Brokers applaud Home Trust

Tightened guidelines may be encouraging some mortgage professionals to take shortcuts, but that is no excuse say industry players reacting to Home Capital's move to suspend ties with several brokers

Mortgage professionals have been quick to praise Home Capital (Home Trust's parent company) after it suspended 45 brokers for allegedly falsifying documents. Still, they've been just as quick to put the case in context.
 
“I don’t think there is ever an excuse for taking shortcuts; there has certainly been some mortgage rule tightening and the guidelines can be difficult to get a client qualified, but they are there for a reason,” Janet McKeough of Verico Success Mortgages told MortgageBrokerNews.ca. “Whether or not we agree with the guidelines, we have to abide by them and I applaud Home Trust.”
 
Home Capital announced Thursday it had severed ties with 18 independent brokers and two brokerages – a total of 45 brokers – after an investigation pointed to falsified information about borrowers’ income.
 
The contracts were suspended between September and March and the lender attributes these suspensions to a loss in mortgage originations.

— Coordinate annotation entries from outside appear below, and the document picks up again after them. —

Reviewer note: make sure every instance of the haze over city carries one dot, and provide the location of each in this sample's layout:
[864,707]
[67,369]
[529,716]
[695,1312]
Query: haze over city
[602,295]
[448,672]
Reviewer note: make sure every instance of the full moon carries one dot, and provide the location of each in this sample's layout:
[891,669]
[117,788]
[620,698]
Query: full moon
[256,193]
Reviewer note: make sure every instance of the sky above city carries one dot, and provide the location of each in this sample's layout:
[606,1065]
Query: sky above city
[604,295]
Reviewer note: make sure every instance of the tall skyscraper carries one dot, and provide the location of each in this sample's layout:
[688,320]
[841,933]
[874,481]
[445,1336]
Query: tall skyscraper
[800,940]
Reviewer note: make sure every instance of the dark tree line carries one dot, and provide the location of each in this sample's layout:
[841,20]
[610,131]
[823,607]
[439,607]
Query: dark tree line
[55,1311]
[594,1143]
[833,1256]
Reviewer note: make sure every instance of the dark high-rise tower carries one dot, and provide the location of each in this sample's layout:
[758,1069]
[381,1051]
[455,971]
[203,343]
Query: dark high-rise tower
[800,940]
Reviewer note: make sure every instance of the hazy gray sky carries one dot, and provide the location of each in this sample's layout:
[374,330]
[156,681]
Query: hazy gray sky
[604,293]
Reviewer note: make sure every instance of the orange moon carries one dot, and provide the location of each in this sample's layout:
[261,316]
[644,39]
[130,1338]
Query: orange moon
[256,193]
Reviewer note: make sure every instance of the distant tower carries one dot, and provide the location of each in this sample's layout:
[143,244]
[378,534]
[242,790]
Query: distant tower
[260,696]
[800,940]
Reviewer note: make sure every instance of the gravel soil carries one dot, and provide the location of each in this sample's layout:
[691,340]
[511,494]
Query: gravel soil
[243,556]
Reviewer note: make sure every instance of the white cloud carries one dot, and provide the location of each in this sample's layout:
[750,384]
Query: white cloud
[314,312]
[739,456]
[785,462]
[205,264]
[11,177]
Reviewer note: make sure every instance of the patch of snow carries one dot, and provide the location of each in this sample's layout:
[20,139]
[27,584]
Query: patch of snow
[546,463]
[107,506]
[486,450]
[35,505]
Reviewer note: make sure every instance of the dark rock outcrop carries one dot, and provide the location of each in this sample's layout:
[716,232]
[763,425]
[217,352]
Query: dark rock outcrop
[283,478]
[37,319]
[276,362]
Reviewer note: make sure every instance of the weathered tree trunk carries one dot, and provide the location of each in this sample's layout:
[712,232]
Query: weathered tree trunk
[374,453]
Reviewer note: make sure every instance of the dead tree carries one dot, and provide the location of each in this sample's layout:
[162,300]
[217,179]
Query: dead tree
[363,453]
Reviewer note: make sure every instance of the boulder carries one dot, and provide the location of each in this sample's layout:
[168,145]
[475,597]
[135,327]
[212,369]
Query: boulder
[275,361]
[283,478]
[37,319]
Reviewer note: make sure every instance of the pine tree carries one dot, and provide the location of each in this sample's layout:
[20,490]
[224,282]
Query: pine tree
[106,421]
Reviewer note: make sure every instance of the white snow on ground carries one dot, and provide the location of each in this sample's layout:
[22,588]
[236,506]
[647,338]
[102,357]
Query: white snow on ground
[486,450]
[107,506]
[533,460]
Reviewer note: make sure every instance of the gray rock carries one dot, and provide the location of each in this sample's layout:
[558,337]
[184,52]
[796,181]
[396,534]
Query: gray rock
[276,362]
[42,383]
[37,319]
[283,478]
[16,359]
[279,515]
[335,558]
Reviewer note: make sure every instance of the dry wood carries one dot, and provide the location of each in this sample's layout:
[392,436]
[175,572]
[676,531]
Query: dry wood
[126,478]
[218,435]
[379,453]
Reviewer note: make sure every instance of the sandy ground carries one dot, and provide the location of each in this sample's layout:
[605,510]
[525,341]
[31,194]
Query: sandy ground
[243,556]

Still, the company is not alleging brokers falsified property values or credit scores.
 
But while tightened guidelines – especially for certain borrowers requiring alternative mortgages – may have enticed brokers to take shortcuts, industry players believe that is no excuse.
 
“Doing this is doing a disservice to your clients by putting them in a mortgage they can’t afford,” said McKeough, one of the founding members of the Canadian Mortgage Brokers Association.
 
Gary Mauris, president of Dominion Lending Centres, said in a release early Friday that it is not an industry-wide issue.
 
“The fact is, Canada has the most highly regulated lending sector in the world,” Mauris said. “This clearly appears to be an issue of a small group of people choosing to go outside of the laws that govern the lending space and the system did what it is designed to do – it caught them before any losses were sustained. I think this underpins the high level of oversight and stability of our industry.”
 
Brokers are already applauding Home Trust for its due diligence. Its announcement was made along with the release of its second quarter earnings.
 
Home Trust made a net income of $72.3 million in the first half of 2015, down 1.9 per cent year-over-year.
 
FSCO has yet to release the names of the brokers Home Trust has suspended.
 
MortgageBrokerNews.ca has called both Home Trust and FSCO and we will update the story as it develops.